First study the Makefile
:
# directory containing source data
SRCDIR := data
# directory containing intermediate data
TMPDIR := processed_data
# results directory
RESDIR := results
# all source files (book texts)
SRCS = $(wildcard $(SRCDIR)/*.txt)
# all intermediate data files
DATA = $(patsubst $(SRCDIR)/%.txt,$(TMPDIR)/%.dat,$(SRCS))
# all images
IMAGES = $(patsubst $(SRCDIR)/%.txt,$(RESDIR)/%.png,$(SRCS))

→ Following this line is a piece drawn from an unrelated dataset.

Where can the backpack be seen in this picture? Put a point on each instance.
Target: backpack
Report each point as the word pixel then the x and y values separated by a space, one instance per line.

all: $(DATA) $(IMAGES) $(RESDIR)/results.txt
$(TMPDIR)/%.dat: $(SRCDIR)/%.txt source/wordcount.py
python source/wordcount.py $< $@
$(RESDIR)/%.png: $(TMPDIR)/%.dat source/plotcount.py
python source/plotcount.py $< $@
$(RESDIR)/results.txt: $(DATA) source/zipf_test.py
python source/zipf_test.py $(DATA) > $@
clean:
@$(RM) $(TMPDIR)/*
@$(RM) $(RESDIR)/*
.PHONY: clean directories
It contains rules that relate targets to dependencies and commands:
# rule (mind the tab)
target: dependencies
command(s)
We can think of it as follows:
outputs: inputs
command(s)
Try it out:
$ make clean
$ make
Make uses declarative style: we describe dependencies but we let Make figure out the series of steps to produce results (targets). Fun fact: Excel is also declarative, not imperative.
Try running make
again and discuss why it refused to rerun all steps:
$ make
make: Nothing to be done for 'all'.
Make a modification to a txt or a dat file and run make
again and discuss
what you see. One way to modify files is to use the touch
command which will
only update its timestamp:
$ touch data/sierra.txt
$ make
How did Make know which steps to rerun?
Finally try to run the pipeline on several cores in parallel (here we will try 4):
$ make clean
$ make -j 4
Discussion
Discuss the pros and cons of this approach. Is it reproducible? Does it scale to hundreds of books? Can it be automated?